Кто-то толкнул его в бок жёстко, недружелюбно. Лёха, серчая, развернулся волчком.
– Твои без тебя обойдутся на время? – спросил какой-то мужик.
– А мы заканчиваем, брат, – Лёха победно выпятил грудь.
– Давай тогда за мной.
– Куда?
– Давай, давай.
– Я не нанимался, – Лёха недоумённо упёрся, даже обиделся; вместо доброго слова, просто ободряющей улыбки его снова запрягают неизвестно куда, да и кто? – Стоп, брат! Ты хоть скажи путём?
– Некогда, дорогой. Чего рот открыл? Пойдём вниз. На площадь. Президент говорить будет.
– Там же танки!
– Вот для этого и зову. Гордись. Рядом с президентом стоять будешь.

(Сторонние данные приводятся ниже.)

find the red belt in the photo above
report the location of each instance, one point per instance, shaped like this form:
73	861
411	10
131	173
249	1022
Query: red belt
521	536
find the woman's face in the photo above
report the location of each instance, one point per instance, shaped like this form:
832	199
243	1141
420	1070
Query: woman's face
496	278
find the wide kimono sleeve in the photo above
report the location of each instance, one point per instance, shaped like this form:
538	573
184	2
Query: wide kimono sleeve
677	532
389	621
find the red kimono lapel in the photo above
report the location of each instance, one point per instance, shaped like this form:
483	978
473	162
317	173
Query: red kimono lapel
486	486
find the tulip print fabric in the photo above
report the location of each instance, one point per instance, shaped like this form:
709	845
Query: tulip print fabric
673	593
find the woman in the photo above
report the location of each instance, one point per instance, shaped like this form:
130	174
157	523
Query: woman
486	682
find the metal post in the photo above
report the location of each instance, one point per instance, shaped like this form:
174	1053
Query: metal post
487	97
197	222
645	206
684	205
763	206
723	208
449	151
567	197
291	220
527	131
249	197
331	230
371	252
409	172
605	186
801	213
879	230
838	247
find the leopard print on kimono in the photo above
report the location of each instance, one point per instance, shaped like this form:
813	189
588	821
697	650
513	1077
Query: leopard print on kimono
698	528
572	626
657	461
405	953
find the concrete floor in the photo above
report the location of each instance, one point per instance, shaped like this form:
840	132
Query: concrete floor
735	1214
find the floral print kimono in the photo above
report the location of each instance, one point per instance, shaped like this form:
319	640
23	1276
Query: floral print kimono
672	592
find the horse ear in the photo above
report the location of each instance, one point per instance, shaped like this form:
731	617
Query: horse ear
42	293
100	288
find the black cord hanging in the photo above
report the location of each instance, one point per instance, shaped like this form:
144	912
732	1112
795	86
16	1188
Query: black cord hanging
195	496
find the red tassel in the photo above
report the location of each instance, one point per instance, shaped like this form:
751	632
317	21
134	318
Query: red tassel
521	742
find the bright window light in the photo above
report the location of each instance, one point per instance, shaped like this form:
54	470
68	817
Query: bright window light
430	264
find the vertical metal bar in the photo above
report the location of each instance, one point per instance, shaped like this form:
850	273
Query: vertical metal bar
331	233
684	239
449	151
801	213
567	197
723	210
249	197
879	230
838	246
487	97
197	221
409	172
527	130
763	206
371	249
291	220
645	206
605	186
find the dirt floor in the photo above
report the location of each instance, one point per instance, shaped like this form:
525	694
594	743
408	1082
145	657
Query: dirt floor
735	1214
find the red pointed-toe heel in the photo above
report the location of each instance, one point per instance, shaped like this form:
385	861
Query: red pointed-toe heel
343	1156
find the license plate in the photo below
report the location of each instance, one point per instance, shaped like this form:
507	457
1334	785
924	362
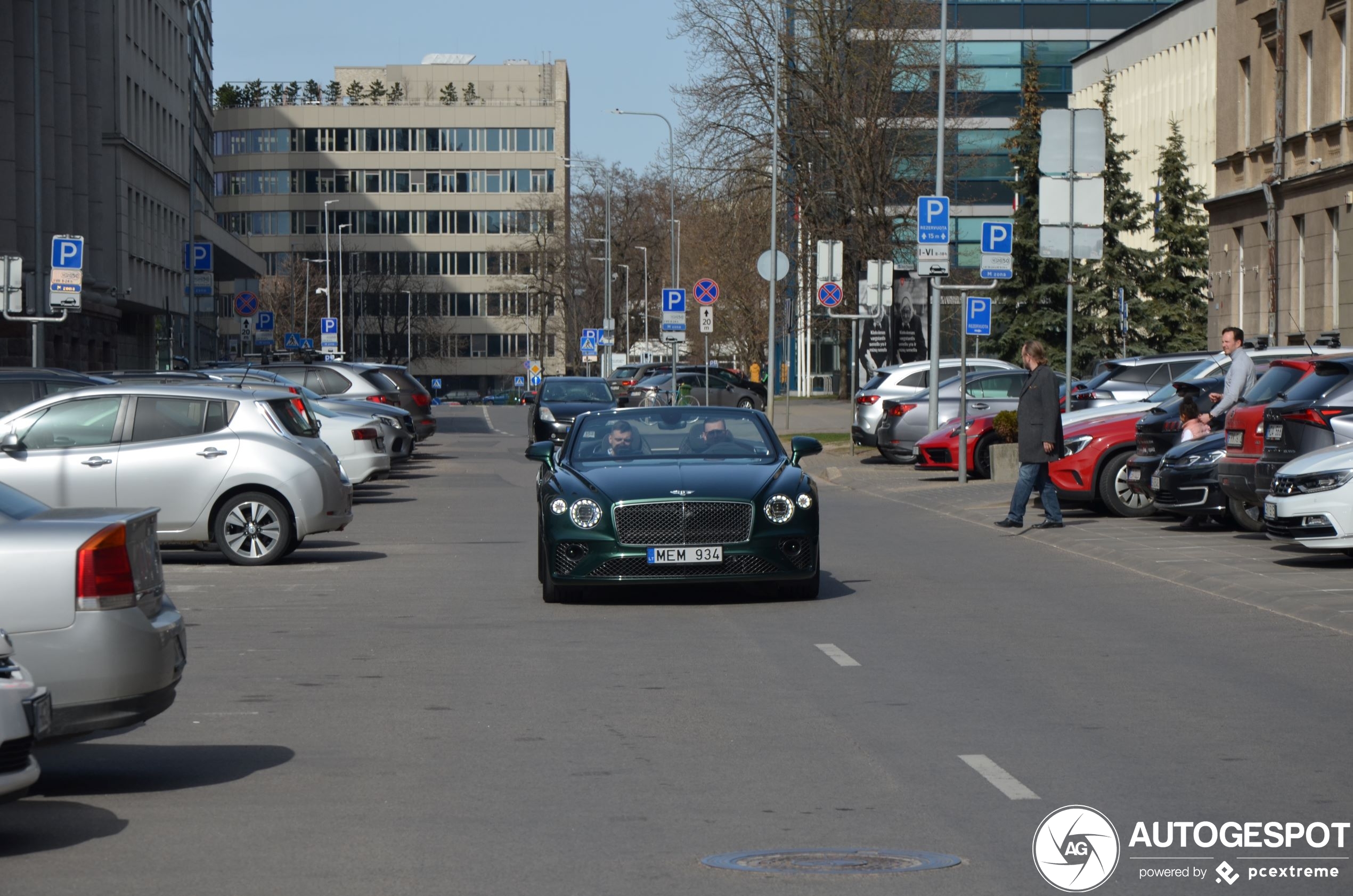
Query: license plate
687	555
39	715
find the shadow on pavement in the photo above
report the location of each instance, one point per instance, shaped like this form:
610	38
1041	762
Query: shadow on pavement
99	767
703	594
37	826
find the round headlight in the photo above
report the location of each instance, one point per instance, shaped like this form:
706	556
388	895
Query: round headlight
780	509
585	514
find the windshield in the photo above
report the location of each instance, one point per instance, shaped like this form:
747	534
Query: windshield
1278	379
672	434
586	392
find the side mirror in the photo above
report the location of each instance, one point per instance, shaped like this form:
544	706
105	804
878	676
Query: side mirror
542	451
803	447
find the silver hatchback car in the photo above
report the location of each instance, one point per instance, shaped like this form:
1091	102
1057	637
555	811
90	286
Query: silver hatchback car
904	381
239	469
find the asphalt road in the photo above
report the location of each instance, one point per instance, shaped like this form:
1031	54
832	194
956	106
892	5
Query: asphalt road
395	711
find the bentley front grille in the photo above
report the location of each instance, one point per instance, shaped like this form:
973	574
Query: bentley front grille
662	523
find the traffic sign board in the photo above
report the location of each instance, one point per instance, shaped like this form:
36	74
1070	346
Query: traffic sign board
998	267
933	219
247	305
201	256
707	291
998	237
68	252
979	316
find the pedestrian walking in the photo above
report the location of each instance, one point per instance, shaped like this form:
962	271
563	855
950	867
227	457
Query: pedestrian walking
1039	441
1240	376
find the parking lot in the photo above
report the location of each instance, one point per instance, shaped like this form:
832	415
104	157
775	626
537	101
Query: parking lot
393	708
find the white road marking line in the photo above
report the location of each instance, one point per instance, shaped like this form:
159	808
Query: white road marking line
999	777
838	654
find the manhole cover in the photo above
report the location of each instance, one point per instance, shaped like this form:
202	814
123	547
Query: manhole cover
831	861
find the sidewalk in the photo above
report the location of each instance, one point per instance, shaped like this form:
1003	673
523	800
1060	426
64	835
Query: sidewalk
1226	564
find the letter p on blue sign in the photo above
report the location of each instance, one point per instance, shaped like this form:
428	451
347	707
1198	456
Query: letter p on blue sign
68	252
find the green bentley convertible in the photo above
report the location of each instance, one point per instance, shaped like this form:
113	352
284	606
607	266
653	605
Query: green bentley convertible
675	494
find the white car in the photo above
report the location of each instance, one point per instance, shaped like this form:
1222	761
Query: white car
1311	501
25	716
234	467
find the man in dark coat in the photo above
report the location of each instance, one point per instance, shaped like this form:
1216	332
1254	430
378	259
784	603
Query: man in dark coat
1039	441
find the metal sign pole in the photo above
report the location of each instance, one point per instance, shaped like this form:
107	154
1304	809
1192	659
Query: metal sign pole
963	393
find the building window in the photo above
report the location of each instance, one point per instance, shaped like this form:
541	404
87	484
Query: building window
1244	118
1332	284
1299	299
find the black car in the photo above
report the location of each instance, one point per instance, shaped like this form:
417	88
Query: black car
1187	484
1159	431
559	401
1314	413
22	386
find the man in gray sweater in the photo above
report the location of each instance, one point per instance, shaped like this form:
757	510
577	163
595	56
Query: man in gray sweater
1240	376
1039	441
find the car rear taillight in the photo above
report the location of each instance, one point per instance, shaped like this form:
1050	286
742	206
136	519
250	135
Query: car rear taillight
103	572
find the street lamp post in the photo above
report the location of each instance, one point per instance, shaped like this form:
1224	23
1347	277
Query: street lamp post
645	249
341	228
672	181
328	284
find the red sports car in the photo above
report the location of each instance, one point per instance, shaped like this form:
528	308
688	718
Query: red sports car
1091	471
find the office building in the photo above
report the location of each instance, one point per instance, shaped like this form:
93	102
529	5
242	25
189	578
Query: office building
1278	232
1163	69
447	187
114	161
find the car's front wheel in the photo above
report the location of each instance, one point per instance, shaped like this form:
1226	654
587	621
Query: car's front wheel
1118	494
1246	516
254	530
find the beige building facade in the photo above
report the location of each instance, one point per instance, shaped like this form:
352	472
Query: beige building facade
450	199
1163	69
1311	194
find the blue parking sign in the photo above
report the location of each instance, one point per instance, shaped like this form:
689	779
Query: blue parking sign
979	316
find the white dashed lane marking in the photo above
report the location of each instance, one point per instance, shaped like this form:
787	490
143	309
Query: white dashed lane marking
838	654
999	777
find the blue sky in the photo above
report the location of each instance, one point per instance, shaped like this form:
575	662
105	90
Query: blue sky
619	52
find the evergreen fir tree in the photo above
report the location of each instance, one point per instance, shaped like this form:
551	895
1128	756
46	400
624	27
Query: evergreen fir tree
1098	331
1179	289
1033	304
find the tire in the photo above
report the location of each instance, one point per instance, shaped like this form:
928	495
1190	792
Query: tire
808	589
1114	492
983	458
271	519
1245	516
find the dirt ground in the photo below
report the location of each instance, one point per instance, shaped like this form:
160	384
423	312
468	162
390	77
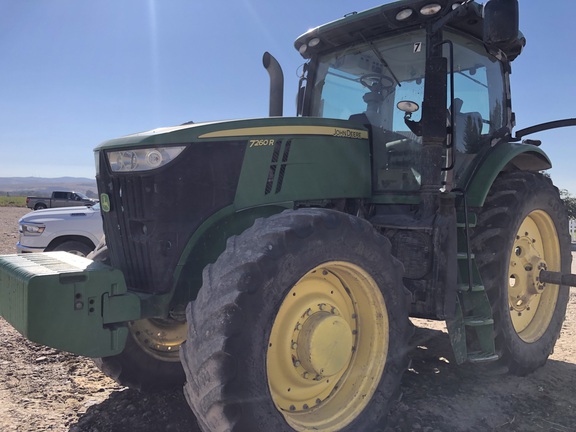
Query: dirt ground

– Ладно тебе. Что я, малец?
– Лох, что ли? Не понял зачем?
– Объяснить трудно?
– Снайперы вокруг. Народ нужен президента загородить.
– Что?
– Своих собираем. Поспешай!
Они выскочили на свет. Ельцин, окружённый толпой, уже стоял на танке. Незнакомец прыгнул в толпу, начал пробиваться ближе. Лёха едва поспевал за ним. Того узнавали, сторонились, но пропускали нехотя. Лёха, пользуясь освобождающимся пространством, ужом успевал втискиваться туда. Но до президента добраться так и не удалось. Упёрлись, словно в каменную стену из нескольких спин, из которой шикнули.
– …В ночь с восемнадцатого на девятнадцатое августа, – гремел голос Ельцина с танка, – отречён от власти законно избранный президент страны! Мы имеем дело с реакционным антиконституционным переворотом!..
Лёха, ловя каждое слово, не забывал оглядываться вокруг. Народу на площади набралось не так уж и много. Вроде полдень, а не впечатляет, попрятались смельчаки-демократы… Хотя перевёрнутые троллейбус, автобус рядом и наваленные в беспорядке хлам и мусор будоражили, но до баррикад, реальных преград и загромождений им далеко.
«Как же такими силами они защищаться думают, если что случится?» – вонзилась в мозг и взбаламутила тревога.
– Танки на нашей стороне? – сунулся он к кому-то.
– Раз президент на нём стоит, значит, наш, – сверкнул глазами тот.
– А снайперы чьи? – опять спросил Лёха.
– Цыц! Пристал, – услышал в ответ. – После митинга найди меня на пятом. Понадобишься.